Are the days of the fresh food supermarket counter dead?

sainsbury counter fridge

Counters provide much-needed differentiation, theatre and disruption. To axe them all would’ve been extraordinary

After a flurry of speculation over the weekend around Tesco’s latest ‘store simplification’ plan, the news was nothing like as drastic as first appeared, at least not for the counters. In-store bakeries are all staying. And only 90 meat counters have been axed, just over 10%.

That shows Tesco’s counter strategy is more thoughtful than the weekend reports suggested. And that’s to be expected. To axe them all would have been extraordinary. Counters provide much-needed differentiation, theatre and disruption to the relentless aisles. In-store bakeries in particular have been a lucrative and growing source of revenue. And counters are for many the only real face of a supermarket these days, as so many till assistants are replaced with self-checkout terminals.

Opinion: Tesco counter-cutting move is ruthless but right for business

So Tesco won’t have taken even its more considered moves lightly. But there’s no getting away from the fact that many counters aren’t as busy or cost-effective as they once were. Or that Aldi and Lidl and Asda are doing OK without them. As Tesco UK CEO Jason Tarry suggested, some customers have less time available to shop. But there are lots of reasons for the decline. Some people don’t want cooking advice, or bespoke cuts, or staff interaction, or to try little samples, or to take their shopping home in their own Tupperware container. Some don’t want to watch a meat carcase being sawed or hacked or sliced. They want their goods prepared in hermetically sealed plastic. Counter food also tends to be more expensive. And then there’s the embarrassment and stress of asking for a slice of something only to discover it’s more expensive than anticipated.

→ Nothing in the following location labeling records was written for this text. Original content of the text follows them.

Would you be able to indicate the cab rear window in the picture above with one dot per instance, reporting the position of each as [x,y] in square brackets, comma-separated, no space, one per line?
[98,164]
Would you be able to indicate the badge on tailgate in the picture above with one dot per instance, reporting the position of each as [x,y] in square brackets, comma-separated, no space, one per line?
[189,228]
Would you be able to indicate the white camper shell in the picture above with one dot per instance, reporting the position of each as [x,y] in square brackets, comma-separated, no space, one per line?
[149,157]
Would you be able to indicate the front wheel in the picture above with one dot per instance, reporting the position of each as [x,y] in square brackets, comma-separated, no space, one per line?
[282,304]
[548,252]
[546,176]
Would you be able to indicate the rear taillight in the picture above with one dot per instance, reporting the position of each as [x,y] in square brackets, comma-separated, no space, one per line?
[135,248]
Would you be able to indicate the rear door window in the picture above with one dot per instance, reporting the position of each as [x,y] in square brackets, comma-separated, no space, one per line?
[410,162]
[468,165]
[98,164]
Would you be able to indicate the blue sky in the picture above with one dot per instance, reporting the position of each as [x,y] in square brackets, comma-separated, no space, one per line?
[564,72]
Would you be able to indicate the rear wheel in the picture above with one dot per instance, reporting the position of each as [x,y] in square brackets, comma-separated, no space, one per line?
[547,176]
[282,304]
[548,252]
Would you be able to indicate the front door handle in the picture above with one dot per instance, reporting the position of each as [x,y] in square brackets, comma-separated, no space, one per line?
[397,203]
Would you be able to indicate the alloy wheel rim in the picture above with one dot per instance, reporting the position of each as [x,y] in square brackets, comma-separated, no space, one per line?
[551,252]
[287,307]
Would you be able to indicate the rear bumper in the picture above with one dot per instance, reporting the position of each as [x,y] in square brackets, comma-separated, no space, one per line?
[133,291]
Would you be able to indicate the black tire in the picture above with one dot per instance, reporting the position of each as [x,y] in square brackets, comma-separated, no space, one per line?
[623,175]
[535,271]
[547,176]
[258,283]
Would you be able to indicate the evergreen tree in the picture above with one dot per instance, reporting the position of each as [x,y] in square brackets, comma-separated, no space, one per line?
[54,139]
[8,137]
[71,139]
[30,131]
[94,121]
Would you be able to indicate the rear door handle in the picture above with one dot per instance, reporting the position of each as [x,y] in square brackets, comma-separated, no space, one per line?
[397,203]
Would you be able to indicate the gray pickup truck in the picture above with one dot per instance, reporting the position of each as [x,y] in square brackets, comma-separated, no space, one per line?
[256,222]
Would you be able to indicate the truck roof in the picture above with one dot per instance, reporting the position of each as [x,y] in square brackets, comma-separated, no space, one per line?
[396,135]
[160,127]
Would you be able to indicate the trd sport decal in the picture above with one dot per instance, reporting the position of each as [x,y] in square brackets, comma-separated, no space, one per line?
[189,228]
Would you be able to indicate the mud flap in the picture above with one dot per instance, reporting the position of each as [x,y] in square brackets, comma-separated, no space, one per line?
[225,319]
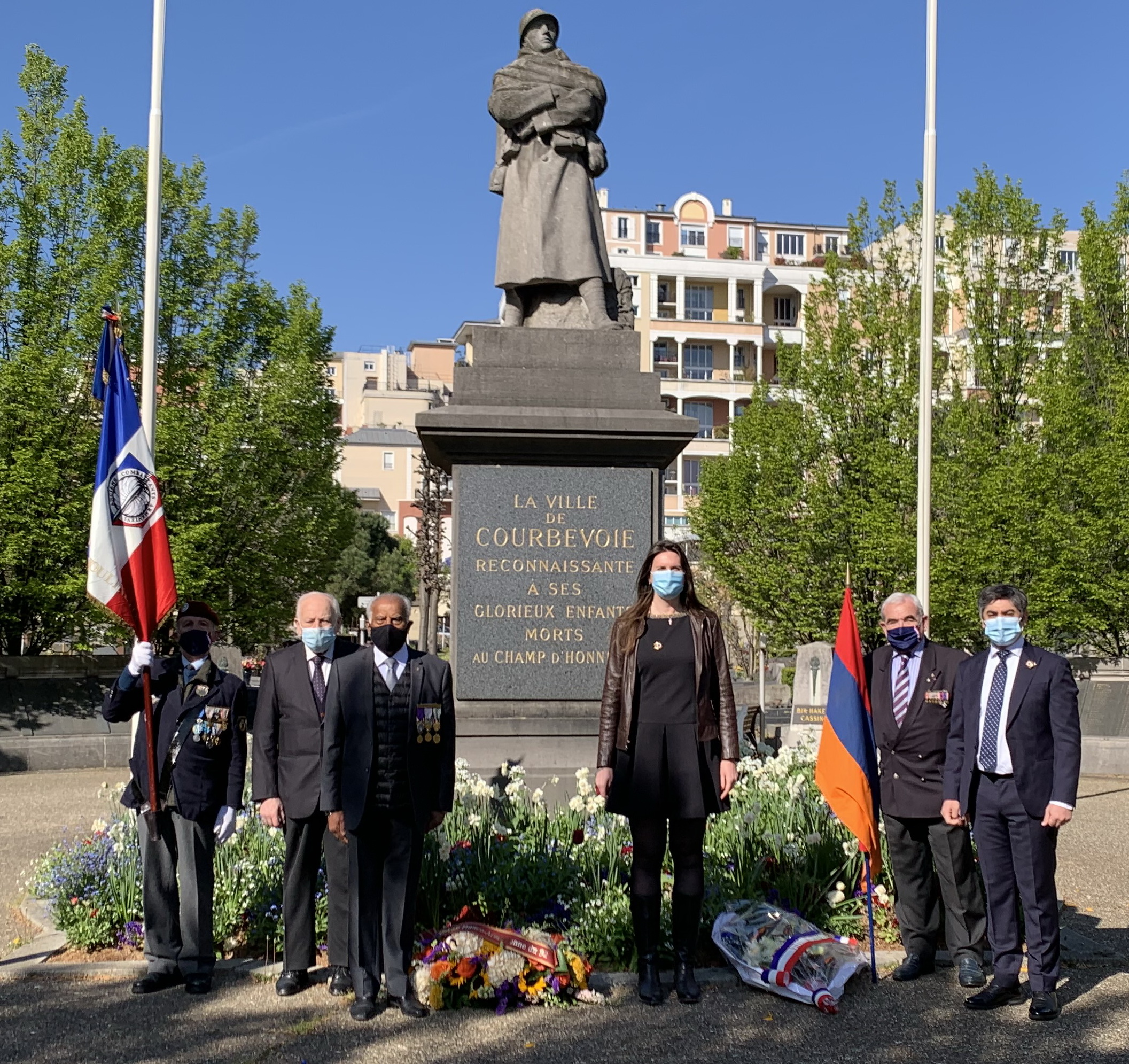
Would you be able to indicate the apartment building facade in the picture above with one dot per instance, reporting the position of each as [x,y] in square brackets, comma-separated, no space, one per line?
[715,295]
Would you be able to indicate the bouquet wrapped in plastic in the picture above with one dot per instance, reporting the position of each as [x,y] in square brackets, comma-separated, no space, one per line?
[783,952]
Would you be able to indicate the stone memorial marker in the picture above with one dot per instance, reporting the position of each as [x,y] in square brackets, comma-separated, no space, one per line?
[555,439]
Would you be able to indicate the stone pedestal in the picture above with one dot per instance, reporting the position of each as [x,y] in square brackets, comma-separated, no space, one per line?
[556,443]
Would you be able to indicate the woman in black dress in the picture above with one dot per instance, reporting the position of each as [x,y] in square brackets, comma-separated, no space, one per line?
[667,752]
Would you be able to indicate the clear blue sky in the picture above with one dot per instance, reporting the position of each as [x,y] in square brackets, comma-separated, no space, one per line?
[358,130]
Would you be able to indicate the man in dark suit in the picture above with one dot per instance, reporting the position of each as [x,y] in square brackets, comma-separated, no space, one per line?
[1012,767]
[387,779]
[287,783]
[912,682]
[200,733]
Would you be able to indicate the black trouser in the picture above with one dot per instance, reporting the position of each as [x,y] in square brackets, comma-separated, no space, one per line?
[178,920]
[1016,853]
[385,854]
[648,846]
[305,841]
[918,846]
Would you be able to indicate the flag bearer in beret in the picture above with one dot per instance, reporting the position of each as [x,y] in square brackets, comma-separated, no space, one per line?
[200,734]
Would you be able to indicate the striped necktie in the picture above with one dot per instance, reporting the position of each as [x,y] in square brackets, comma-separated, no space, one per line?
[902,690]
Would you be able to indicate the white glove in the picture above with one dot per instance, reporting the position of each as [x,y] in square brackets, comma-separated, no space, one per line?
[225,824]
[142,659]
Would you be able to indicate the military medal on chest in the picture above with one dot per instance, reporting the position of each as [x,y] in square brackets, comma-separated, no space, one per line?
[427,723]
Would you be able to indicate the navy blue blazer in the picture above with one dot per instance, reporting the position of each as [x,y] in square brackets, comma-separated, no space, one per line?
[349,747]
[1044,733]
[206,778]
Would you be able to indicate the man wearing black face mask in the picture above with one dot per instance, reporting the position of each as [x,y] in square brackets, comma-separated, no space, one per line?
[200,730]
[912,682]
[387,779]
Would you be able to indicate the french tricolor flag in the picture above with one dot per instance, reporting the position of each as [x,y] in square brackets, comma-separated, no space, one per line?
[130,569]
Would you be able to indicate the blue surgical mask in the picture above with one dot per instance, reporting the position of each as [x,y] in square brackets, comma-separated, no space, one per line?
[904,639]
[318,640]
[1003,631]
[668,583]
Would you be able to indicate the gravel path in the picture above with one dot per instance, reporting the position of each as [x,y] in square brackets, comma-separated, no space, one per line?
[58,1021]
[35,809]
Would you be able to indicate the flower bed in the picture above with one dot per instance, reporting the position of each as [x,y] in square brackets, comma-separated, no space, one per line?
[507,859]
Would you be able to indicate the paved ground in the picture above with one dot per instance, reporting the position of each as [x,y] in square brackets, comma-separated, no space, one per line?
[96,1020]
[35,809]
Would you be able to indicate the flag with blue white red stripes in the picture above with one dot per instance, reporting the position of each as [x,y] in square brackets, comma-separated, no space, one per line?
[130,569]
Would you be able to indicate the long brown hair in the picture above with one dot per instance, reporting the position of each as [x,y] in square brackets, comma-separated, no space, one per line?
[630,624]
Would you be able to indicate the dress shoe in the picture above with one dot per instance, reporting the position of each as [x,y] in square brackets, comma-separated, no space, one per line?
[971,973]
[409,1006]
[645,919]
[1044,1006]
[292,982]
[157,981]
[995,996]
[914,966]
[340,981]
[363,1009]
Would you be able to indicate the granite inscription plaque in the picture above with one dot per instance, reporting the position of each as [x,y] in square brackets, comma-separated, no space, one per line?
[546,560]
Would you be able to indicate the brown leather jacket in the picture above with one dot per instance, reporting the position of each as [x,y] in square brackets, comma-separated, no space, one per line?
[717,715]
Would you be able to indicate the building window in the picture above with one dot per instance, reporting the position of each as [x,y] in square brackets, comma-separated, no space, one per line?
[705,415]
[784,311]
[700,303]
[791,244]
[698,362]
[691,471]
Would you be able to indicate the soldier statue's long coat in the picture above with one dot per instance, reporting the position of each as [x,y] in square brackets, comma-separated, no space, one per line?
[548,110]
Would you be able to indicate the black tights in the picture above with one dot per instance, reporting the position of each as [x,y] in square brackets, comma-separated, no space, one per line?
[648,842]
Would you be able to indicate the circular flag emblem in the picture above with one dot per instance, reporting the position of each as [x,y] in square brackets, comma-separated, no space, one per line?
[133,495]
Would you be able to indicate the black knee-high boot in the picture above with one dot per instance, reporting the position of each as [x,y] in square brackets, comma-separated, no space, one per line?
[686,921]
[645,918]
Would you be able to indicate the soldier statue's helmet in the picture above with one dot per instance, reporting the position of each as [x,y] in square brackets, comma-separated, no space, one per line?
[193,608]
[531,17]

And there’s one other factor Tesco didn’t mention. Some food counters are failing because they’re seriously boring, or with staff offering terrible customer service. But as a counterfactual to that there are also some great counter-style executions that work really well. In-store sushi concessions are acting as quasi-counters. A free-from pizza counter at a Morrisons in Guiseley had customers travelling from as far as 45 minutes away. And Sainsbury’s, just this week, launched a Mexican counter at its Balham store. The supermarket counter is dead. Long live the supermarket counter.